On Monday, I was catching my breath between bits of TV commentary, standing at a coffee bar with some colleagues, one of whom had just filed the usual story about who's in contention for the papacy. He relayed the reaction of his editor, which drew a deep laugh from all: "What's the source for this?"
We laughed not because it's an illegitimate question. Obviously, the journalistic ideal is to back up every assertion by citing named sources, allowing the reader or viewer to evaluate their credibility.
The laugh was because we know conclave coverage always falls well short of that ideal. Cardinals do not speak on the record about who might get their vote, so by definition, the usual sourcing protocols are out the window.
In my experience, it's a combination of three things.
First are background conversations with cardinals themselves. If you've developed relationships with members of the college over the years, they're sometimes willing, on background, to offer a reality check -- to confirm a figure is actually drawing consideration or to quietly suggest you look elsewhere. Prior to moving into the Casa Santa Marta on Tuesday morning, cardinals have remained available for these insights, though they're not delivering them in full public view.
Second are the reports of other journalists, who are having the same conversations with their own sources. Over time, one learns which bylines to trust: which reporters have the best connections and are most on the money in knowing which way the winds are blowing.
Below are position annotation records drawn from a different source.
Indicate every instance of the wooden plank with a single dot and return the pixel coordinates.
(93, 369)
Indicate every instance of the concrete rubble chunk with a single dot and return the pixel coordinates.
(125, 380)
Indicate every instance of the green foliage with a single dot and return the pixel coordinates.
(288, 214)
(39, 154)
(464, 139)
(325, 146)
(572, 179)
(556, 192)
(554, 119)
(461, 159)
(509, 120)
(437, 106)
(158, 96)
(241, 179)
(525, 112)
Such history doesn't make anyone infallible, but it does provide a useful filter for separating the wheat from the chaff.
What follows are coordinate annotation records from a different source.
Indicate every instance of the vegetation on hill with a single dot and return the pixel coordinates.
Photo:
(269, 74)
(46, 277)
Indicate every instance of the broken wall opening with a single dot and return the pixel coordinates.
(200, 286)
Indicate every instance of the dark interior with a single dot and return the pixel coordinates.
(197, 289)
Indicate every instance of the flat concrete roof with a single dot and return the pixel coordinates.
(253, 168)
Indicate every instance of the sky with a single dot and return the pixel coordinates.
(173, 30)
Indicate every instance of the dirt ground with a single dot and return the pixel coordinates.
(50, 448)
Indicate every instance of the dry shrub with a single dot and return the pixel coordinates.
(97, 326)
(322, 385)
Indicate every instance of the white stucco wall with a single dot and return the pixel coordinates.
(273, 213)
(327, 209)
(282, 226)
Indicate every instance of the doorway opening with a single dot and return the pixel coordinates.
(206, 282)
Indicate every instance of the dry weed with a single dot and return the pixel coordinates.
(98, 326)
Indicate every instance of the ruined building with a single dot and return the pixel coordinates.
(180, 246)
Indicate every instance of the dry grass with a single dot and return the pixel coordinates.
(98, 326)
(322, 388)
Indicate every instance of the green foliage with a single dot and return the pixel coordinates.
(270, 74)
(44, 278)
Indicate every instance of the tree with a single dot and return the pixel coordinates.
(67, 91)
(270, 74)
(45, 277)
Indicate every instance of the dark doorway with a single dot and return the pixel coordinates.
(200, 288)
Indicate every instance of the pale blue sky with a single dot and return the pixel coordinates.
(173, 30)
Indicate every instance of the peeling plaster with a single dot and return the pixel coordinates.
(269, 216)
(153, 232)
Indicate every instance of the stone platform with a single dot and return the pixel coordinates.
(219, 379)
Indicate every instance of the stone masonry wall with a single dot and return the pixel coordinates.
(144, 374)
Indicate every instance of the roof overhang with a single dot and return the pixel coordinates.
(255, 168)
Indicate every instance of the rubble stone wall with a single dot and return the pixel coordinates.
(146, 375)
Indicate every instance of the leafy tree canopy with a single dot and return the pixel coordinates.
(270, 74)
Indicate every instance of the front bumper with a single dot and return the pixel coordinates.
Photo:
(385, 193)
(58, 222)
Third, one listens carefully to what the cardinals are saying about the qualities the next pope needs to have, then matches those descriptions against their profiles. If you hear certain qualities clearly associated with a certain figure popping up over and over again, that's a good sign his candidacy has some legs.
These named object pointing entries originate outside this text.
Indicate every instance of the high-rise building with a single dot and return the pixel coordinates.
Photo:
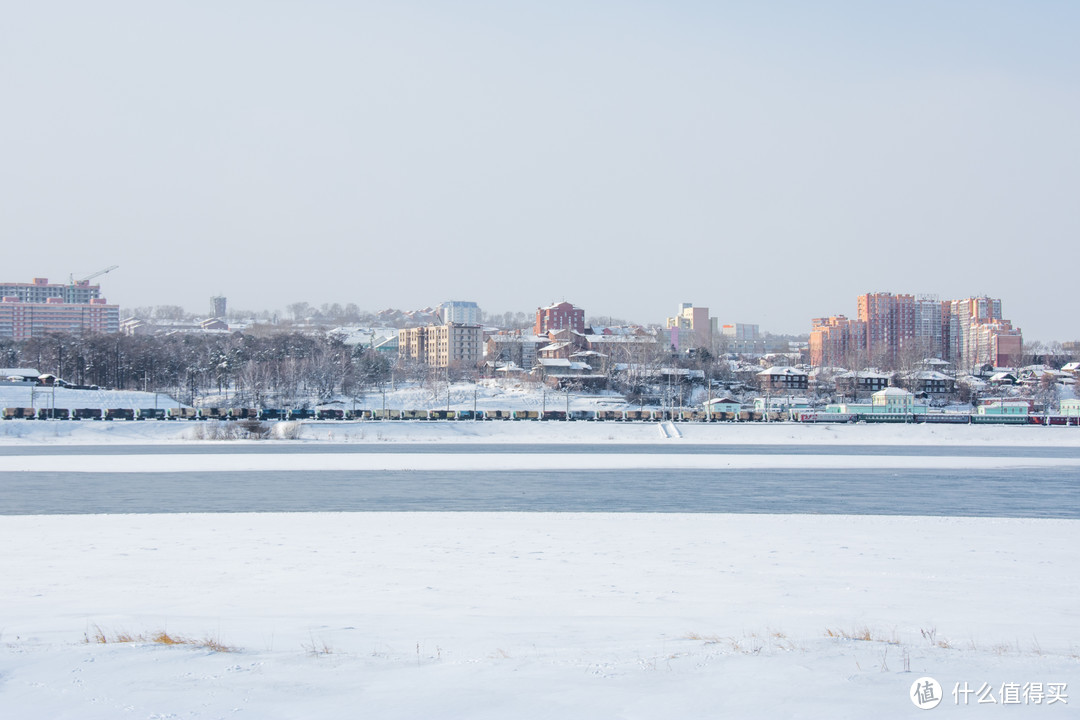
(41, 290)
(898, 328)
(218, 306)
(743, 338)
(692, 328)
(29, 310)
(837, 341)
(442, 345)
(459, 311)
(559, 316)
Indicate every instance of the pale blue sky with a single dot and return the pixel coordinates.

In other words, discerning the papabili is a combination of old-fashioned reporting and reading the tea leaves. It's a speculative enterprise, but in the right hands, it's more than throwing a dart at a board.
For confirmation of the point, Chicago Cardinal Francis George said in a March 2 interview  with NCR that "the names out there, I've found, are all reasonable candidates ... This time the names that are before us in the public media are, in fact, serious candidates."
George also said there may be some candidates who haven't popped up on the media radar screen, but his comments at least suggest the names floating through the Roman air are indeed likely to get a look when the 2013 conclave opens Tuesday afternoon.